Dschungel-Gold
Fressen, Saufen und Ficken. Jeder Mensch, auch der Gottloseste, braucht seine eigene Gottheit. An die lehnt er sich an … es kann Jesus sein oder ein Revolver oder ein Messer oder eine Machete oder irgend etwas, das einem Halt gibt. Da hast du in Diwata eine Marktlücke entdeckt … gratuliere.«
Tortosa sah Pérez eine Weile stumm an. Er kam sich leer, seiner Knochen beraubt und ausgeblutet vor. Eine Hülle, die keinen Inhalt mehr hatte.
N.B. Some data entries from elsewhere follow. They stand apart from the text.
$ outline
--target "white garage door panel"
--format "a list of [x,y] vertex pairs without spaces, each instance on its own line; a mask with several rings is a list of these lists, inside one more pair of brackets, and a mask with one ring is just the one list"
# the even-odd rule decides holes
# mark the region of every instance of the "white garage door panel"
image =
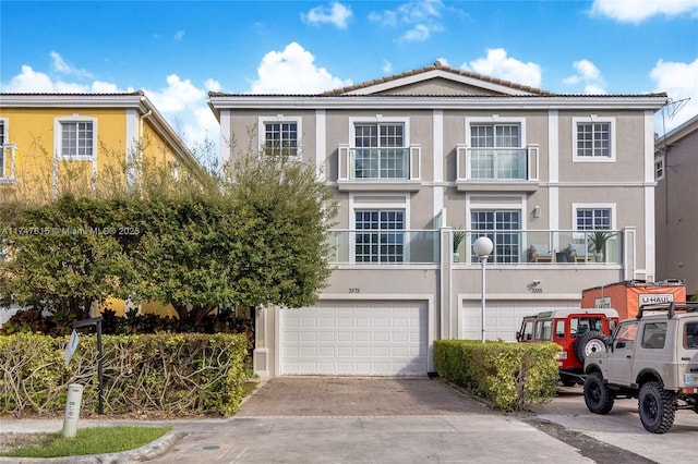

Mit hängenden Armen stand er da, zu seinen Füßen der Guerillero, vor dem ihn Pérez gerettet hatte, und er wußte nicht, was er tun sollte, er wußte nur, daß er am Ziel war, daß er seinen Auftrag bis auf eine Kleinigkeit erfüllt hatte, und daß er diese Kleinigkeit nun nicht mehr vollbringen konnte: Man kann nicht den Mann töten, der einem gerade das Leben gerettet hat. Auch militärische Befehle können eine moralische Grenze haben.
Pérez hob die Augenbrauen. »Was starrst du mich so an?« fragte er. »Wie heißt du wirklich?«
»David. Wirklich, David«, antwortete Tortosa heiser vor innerer Erregung. »Und du?«
»Antonio …«
»Auch wirklich?«
»Nein.« Pérez bückte sich und griff nach seinem im Gras liegenden Gewehr. »Eigentlich kennt meine Mutter mich unter einem anderen Namen.«
»Und den willst du für dich behalten …«
»Dir gegenüber nicht. Warum sollte ich? Du lebst doch nur noch durch mich. Ich heiße Suffolk. Mark Suffolk.« Seine Blicke bohrten sich in Tortosas Gesicht. »Sagt dir der Name etwas?«
»Suffolk?« Tortosa holte tief Atem. »Nein!« sagte er dann. »Nein. Er ist für mich ohne Bedeutung. Ein Name wie tausend andere hier. – Ich danke dir, Mark.«
Es schien, als sei das Thema damit beendet. Suffolk-Pérez schulterte sein Gewehr und nahm dem toten Rafael den Köcher mit den Indianerpfeilen ab. »Ich wette … alle vergiftet. Du hättest keine Überlebenschance gehabt, selbst bei einem Streifschuß nicht. Diese Dschungelgifte sind absolut tödlich. Ein Ritz nur in der Haut – aus! Gehen wir.«
»Ja, gehen wir.« Tortosa wandte sich ab. Er kam sich elend vor und spürte Pérez' Blicke wie glühende Punkte auf seiner Haut. Immer und immer wieder quoll in ihm die Frage auf: Kann ich jemanden töten, der mir das Leben gerettet hat? Und diese Fragte würgte ihn und nahm ihm den Atem. Wann wird ein Befehl sinnlos?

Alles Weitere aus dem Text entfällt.